By Gina Holt
NEWPORT - The swings are empty. The local bar has served its last beer. And the cars that used to line both sides of the street in the neighborhood are mostly now parked in different driveways.
The neighborhood known as Cote Brilliant, or now more commonly as "Newport Promenade," has been vacated by most of its residents - all moved away as the city buys up land for a $110 million shopping and upscale residential development.
New lawsuits and eminent domain orders are still being filed and argued. But most residents have sold out to the city - and are leaving soon.
"We don't have to leave until May 12," said Connie Steffen, one of only two residents left on the part of Chesapeake Avenue being taken for the project. She and her husband sold their house before eminent domain was enacted.
Some of the neighbors are fighting.
The project, consisting of upscale homes on the hill and a retail development below, was challenged by Cote Brilliant residents who filed suit in federal court, arguing the neighborhood did not meet Kentucky Revised Statutes standards for a declaration of "blight."
The federal court said state court was the appropriate venue for that decision.
A new lawsuit was filed on Friday in Campbell County Circuit Court by three families who are among the 16 holdouts facing eminent domain.
It argues - like many outlined in the recently released national study on eminent domain - that the city's move to buy the property to sell to a developer does not constitute a "public use."
Developer's agents and the threat of eminent domain came to the houses on this hill in September 2001.
After offers were made to homeowners and some were accepted, the commercial developer, Neyer Properties of Evendale, unable to attract tenants to the proposed $110 million development, was asked by the city to step out.
That left Newport with luxury homes being built on the hill, a tenantless plan to develop retail, and a large group of Cote Brilliant residents who might be faced with owning two houses, not one.

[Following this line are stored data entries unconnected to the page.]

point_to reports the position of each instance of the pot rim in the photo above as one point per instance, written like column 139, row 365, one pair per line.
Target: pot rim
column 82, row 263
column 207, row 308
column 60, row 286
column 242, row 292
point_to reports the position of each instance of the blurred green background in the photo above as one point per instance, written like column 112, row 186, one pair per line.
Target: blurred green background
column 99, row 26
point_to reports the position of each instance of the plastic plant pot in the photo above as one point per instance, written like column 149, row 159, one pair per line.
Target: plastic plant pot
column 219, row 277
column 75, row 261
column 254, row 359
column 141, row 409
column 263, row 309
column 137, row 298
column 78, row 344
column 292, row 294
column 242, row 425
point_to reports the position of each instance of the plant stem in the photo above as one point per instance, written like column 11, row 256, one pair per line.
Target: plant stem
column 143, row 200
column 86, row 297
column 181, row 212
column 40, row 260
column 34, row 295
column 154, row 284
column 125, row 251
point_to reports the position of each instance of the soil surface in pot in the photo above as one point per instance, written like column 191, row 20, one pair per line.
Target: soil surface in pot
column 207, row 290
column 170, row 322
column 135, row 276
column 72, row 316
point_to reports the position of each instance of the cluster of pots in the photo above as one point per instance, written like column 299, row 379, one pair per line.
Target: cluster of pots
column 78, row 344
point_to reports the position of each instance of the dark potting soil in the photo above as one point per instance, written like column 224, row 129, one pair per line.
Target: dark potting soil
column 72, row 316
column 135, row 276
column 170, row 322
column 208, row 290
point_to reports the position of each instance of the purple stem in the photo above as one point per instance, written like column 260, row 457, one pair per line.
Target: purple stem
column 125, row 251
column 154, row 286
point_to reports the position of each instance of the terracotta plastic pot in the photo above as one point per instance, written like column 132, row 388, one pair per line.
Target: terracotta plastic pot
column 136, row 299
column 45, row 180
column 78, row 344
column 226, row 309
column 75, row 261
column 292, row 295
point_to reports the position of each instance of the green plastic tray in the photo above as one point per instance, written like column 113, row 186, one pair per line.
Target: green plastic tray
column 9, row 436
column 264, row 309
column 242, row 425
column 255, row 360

To help the residents and move forward with the project, the city last winter authorized $12 million in bonds to pay for acquisition of more than 100 properties, demolition and site preparation.
Many residents, already paying two mortgages because they'd agreed to sell, have closed their deals and gone.
Steffen said she doesn't see many people in her neighborhood now. The majority of people needing to vacate Park Avenue, Grand Avenue and Vine Street have left. Everyone has vacated Ohio Avenue, the portion west of the Interstate 471 overpass.
Rivernuts, the neighborhood bar on Grand Avenue, closed earlier this month after being bought by the city for $300,000.
The city is still in negotiations with the church, but St. Francis and Holy Trinity Junior High, formerly known as Holy Spirit Junior High, will be torn down for the project.
"My kids were baptized there," Mrs. Steffen said of the church. "My kids went to school there. We grew up there."
She said it saddens her that her home and community of 22 years is going to be demolished.
She and her husband were also unhappy with the process. They were told in September 2001 that a company wanted to develop the area.
Steve Steffen was not happy with the amount offered - $93,500.
"I'm unhappy with the way they went about it," he said. "It was, 'Take our price or we'll use eminent domain.'
"I couldn't replace my home with what they gave me. What I had is what I wanted, and I couldn't find what I had."
He said his new home in Alexandria is a smaller house, has less of a lot and has a bigger payment.
But eminent domain was a strong argument.
"We were going to remodel our house," Mrs. Steffen said. "We were at a standstill. We didn't want to put all kinds of money in it if they were going to say, 'Sorry, it's ours now.' "
And even though tenants have not yet been found for the retail development, the wrecking ball should swing before fall.
Neyer Properties - which has no connection to Blue Ash developer Al Neyer - said it could not gather all of the properties and was removed from the retail portion of the project.
Phil Ciafardini, Newport city manager, said Neyer is still going to do the Wiedemann Hill project, which is the luxury residential part of the area.
"They'll no longer be part of the commercial section or the lower area. We've purchased whatever properties they had already acquired in that area. We also purchased some of the engineering reports that have a value to the project."
The city is continuing to acquire property. Ciafardini said 80 percent of the properties have already been closed on. A construction timeline will be determined once all the property is acquired.
"I would anticipate the demolition of properties by early summer," he said.
A developer also needs to be hired, but Ciafardini said there is a lot of interest in the project. He said no specific retailers or restaurants have committed to the project.
"We're trying to find a nice mix of retail, maybe some things that are new and unique to the area and other traditional retail that people are use to seeing but not in Campbell County," said Ciafardini. "There could be a Target or Kohl's. It will be a nice community-shopping complex, possibly a grocer."
He said the development is in a prime location because of its proximity to I-471 and Newport on the Levee.